Trust your gut. In Canada they give all of the scores as 95% confidence intervals, they won't even give us a specific score so instead of a GAI of 120 we would get a GAI of 114-125 (95% CI). Even that is only a 95%CI which means there is a 5% chance it is outside of that. I guess what I'm getting at is that the numbers you get are not as specific as a single FSIQ or GAI number implies.

We've been through testing twice now. At 6.5 DS wasn't fully cooperative and extremely shy around strangers. He scored gifted but the more and more I read here the more I realized that his real scores might be much higher. Sure enough at 8.75 we retested and his scores were considerably higher.

Now the much harder question - how to help him in school?
IME the biggest impact for my kids is their teacher. Having someone who actually looks at the kids in front of them and does what they can to accommodate, excite, teach, help, etc them is key. Good teachers don't necessarily need test scores to show them, they figure it out by getting to know the kids. We've been lucky with a couple of these. In fact my DD (who hasn't been tested yet) got far more special stuff out of her teacher this past year than DS did with two psych reports and an IEP that she had to follow by law.

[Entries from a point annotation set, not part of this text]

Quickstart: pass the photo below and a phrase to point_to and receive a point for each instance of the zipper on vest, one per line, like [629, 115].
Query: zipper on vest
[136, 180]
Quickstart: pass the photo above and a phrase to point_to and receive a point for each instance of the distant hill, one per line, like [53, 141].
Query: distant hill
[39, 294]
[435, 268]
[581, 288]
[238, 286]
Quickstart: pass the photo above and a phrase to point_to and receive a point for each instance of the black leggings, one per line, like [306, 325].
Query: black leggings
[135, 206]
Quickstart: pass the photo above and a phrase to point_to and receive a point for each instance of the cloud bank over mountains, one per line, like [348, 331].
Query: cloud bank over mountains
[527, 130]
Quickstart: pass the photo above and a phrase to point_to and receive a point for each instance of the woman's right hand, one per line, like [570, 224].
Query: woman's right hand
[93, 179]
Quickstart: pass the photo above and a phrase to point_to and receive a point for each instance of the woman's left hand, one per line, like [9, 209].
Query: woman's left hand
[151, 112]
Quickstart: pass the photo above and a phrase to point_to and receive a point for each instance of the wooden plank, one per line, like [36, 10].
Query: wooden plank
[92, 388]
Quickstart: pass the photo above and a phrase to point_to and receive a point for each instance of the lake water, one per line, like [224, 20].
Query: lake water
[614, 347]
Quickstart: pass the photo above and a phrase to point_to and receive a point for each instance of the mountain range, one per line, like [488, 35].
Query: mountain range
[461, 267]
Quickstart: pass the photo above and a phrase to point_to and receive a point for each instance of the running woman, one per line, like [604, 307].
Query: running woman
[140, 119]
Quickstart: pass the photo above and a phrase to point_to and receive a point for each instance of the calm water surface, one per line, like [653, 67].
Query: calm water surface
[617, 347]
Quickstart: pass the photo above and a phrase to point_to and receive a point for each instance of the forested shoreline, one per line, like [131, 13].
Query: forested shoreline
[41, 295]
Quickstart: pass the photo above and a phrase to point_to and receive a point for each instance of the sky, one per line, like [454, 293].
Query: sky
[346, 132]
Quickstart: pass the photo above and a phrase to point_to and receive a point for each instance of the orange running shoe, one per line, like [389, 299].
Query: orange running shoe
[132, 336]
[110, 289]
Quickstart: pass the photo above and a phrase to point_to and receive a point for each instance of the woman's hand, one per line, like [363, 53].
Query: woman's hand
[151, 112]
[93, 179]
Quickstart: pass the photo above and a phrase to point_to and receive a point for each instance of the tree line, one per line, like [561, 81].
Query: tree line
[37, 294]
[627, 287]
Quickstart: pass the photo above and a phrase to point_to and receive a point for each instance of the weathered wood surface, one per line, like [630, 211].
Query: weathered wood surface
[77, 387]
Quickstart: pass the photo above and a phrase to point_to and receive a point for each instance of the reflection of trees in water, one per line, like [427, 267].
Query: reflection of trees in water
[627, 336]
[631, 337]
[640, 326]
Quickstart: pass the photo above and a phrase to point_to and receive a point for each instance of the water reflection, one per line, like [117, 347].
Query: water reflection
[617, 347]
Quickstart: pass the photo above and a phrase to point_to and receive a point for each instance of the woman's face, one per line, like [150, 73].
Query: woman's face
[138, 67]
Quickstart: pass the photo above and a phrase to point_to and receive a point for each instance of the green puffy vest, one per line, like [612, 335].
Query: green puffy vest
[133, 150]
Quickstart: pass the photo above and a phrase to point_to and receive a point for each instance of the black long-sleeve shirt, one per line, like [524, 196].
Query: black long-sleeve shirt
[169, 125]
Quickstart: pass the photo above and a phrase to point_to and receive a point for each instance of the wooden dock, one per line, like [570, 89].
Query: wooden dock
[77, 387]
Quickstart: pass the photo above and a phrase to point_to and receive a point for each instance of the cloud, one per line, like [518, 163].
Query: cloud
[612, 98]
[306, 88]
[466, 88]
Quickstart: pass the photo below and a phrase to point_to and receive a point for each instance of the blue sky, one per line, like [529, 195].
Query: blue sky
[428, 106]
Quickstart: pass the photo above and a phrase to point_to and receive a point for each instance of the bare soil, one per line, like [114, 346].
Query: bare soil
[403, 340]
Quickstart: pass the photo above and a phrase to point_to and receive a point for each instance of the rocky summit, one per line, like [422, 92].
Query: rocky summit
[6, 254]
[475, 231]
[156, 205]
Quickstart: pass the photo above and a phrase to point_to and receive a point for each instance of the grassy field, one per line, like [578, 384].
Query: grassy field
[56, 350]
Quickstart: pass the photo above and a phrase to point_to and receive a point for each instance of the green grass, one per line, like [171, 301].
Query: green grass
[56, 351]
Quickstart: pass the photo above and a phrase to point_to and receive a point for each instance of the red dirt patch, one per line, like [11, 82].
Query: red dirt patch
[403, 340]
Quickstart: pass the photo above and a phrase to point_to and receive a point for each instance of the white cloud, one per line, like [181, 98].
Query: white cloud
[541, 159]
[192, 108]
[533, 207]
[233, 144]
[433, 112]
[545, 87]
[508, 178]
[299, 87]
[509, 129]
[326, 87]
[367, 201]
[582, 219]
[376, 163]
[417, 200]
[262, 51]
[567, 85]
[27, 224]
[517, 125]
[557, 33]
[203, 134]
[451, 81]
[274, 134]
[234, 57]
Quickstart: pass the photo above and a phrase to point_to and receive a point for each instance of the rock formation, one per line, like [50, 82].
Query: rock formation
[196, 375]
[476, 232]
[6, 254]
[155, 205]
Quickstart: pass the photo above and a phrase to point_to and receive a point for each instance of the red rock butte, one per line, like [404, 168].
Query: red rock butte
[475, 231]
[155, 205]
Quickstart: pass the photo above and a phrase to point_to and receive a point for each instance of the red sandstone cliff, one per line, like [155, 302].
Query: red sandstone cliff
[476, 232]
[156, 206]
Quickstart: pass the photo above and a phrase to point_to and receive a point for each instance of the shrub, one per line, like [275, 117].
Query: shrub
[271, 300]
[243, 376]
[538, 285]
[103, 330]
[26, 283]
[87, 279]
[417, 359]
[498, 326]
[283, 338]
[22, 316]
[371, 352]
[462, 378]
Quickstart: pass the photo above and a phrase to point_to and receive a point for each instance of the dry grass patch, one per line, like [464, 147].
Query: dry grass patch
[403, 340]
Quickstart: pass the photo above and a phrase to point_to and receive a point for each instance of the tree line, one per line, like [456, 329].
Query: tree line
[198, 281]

Does your school have more than one option per grade? Can you ask that he be put in the class with the best match? If you know of other gifted kids in the school you could try asking that they be grouped.

We've also had many conversations with our DS about actually showing that he knows the work even though it is "boring". DS also hates repetition but he would also refuse to even do 1 problem if it was too easy which of course made it hard to prove that he knew the stuff in the first place. This has been a HUGE thing that he's finally starting to understand.

Hope something in all of the babbling helps - good luck!

Last edited by chay; 07/30/15 12:57 PM.